Glorification equally points us to the eschatological reality that Jesus Christ is coming again to establish His blessed kingdom, trample upon the wicked, destroy the heavens and the earth, and establish a new heaven and earth whereby He will rule and reign over the nations. The one who says eschatology is not important, does a disservice to the doctrine of glorification, because it is a doctrine concerned with the last things and also the eternal state. What is more, the last things deal with eternity. Humankind will spend their existence in eternity, far more than the temporal realm. There are those who teach that they may compromise and reduce their ministries to fraternizing with errorists, as well as professing Christians who live as such while sinning against the blessed One. There are those who, of religious or non-religious persuasion, persecute biblical Christians implicitly and explicitly while running their ministries and lives like glorified autonomous kingdoms. To them this blessed doctrine does not belong because they have received their earthly reward in full from men. The standard of God’s saving work is perfecting holiness. It is not sinfulness, wickedness, partiality, compromise, or reductionism.

There are lastly those who are among the legalists and antimonians who defame the glorious doctrine of glorification. The legalist lowers the bar of God’s holiness so as to attain glorification by futile actions. The antinomian suggests that remaining in sin so that grace may abound is the way of sanctification and ultimately leads to eternal bliss in heaven, where perfection awaits (Romans 6:1-2; Romans 7). The proper understanding is that God justifies the sinner, whereby He declares the sinner not guilty based upon the life, death and resurrection of Christ. He declares the sinner cleansed and righteous, based on imputed righteousness, whereby the meritorous sinless life is charged to the account of the believing sinner, and the believing sinner’s transgressions are charged to the account of Christ, while Christ remains a perfect, sinless, substitute for transgressors. The wrath of God is satisfied in this regard, for those who repent of their sins and place their faith in Jesus’ Christ alone. Trusting that He alone is Lord and Savior, and renouncing their sin. The one who remains in sin, has no part in the glorious kingdom to come. Among them are idolaters, fornicators, adulterers, homosexuals, the covetous, drunkards, revilers, swindlers. These do not include merely acts, but thoughts. One must be born again and regenerated so as to be glorified.

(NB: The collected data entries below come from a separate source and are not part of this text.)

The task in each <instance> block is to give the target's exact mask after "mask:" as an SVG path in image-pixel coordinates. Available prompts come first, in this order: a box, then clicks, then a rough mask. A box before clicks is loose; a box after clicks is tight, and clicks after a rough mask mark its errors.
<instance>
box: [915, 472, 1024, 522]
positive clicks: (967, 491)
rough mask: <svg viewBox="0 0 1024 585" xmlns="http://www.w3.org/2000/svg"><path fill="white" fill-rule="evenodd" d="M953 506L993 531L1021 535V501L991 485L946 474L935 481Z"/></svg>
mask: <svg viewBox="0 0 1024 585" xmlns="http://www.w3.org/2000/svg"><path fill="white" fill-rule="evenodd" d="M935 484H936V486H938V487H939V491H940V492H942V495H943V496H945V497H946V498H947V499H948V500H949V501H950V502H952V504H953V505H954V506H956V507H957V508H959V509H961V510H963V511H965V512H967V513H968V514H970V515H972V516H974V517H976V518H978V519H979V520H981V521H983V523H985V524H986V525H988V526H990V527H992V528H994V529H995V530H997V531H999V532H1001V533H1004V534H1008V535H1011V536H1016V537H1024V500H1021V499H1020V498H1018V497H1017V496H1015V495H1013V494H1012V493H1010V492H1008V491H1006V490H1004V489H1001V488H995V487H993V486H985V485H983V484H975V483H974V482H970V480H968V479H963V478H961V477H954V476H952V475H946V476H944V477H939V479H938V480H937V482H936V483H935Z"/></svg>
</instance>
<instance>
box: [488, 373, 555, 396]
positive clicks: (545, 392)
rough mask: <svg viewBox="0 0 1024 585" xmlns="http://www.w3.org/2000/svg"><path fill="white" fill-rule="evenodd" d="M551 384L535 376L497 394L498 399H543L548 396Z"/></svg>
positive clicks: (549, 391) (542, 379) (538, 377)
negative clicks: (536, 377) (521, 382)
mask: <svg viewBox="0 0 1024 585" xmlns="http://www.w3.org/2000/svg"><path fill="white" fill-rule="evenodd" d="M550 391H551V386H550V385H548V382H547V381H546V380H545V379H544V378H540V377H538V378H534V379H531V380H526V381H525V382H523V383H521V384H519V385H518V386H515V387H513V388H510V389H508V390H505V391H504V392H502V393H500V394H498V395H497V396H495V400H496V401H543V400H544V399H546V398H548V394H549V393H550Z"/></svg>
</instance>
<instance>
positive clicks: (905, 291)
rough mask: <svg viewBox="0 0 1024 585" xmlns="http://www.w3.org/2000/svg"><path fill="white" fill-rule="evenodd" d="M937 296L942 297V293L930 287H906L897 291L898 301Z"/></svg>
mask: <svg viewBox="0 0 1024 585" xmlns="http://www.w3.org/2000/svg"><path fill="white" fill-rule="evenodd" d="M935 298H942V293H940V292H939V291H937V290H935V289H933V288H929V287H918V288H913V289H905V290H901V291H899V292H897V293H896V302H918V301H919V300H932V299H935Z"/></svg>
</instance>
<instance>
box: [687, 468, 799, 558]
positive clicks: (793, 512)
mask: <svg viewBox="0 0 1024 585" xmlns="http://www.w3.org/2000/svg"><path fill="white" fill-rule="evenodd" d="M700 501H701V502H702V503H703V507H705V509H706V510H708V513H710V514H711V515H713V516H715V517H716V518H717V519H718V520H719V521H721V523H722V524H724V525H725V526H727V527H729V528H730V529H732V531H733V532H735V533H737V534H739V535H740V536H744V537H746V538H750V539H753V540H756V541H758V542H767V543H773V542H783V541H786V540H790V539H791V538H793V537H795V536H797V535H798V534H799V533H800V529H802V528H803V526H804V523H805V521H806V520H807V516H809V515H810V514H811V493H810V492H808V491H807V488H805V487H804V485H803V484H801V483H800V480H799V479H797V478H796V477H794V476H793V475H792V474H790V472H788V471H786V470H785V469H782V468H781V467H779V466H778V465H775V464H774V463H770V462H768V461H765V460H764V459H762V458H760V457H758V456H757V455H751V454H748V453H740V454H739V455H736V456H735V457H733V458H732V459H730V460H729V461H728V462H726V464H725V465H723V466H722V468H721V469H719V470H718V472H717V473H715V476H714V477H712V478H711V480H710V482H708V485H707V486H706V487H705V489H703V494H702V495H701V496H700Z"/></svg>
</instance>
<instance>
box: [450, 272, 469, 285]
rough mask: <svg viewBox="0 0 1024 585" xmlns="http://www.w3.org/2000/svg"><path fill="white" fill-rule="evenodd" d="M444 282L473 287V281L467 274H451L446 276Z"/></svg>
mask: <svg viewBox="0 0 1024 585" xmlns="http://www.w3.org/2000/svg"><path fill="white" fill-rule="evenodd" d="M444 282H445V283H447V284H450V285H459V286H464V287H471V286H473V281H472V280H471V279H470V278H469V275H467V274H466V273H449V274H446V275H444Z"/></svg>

Although glorification is an act of God, by the sheer power and wisdom of His counsel, believers are commanded to war with sin in their flesh so as to kill sin and inherit perfection. Perfection cannot be attained in this life, yet it is pursued because the believer is indwelled by the perfect Spirit of God to aid in the war against sin, and conformity to Jesus Christ. This blessed doctrine is the only hope that Christians possess. It is the culmination of all Christian duty and the true desire of everyone who names the name of Christ. However, glorification is only a reality for those who flee wickedness and confess Jesus Christ as Lord, God, and Savior to the glory of God the Father.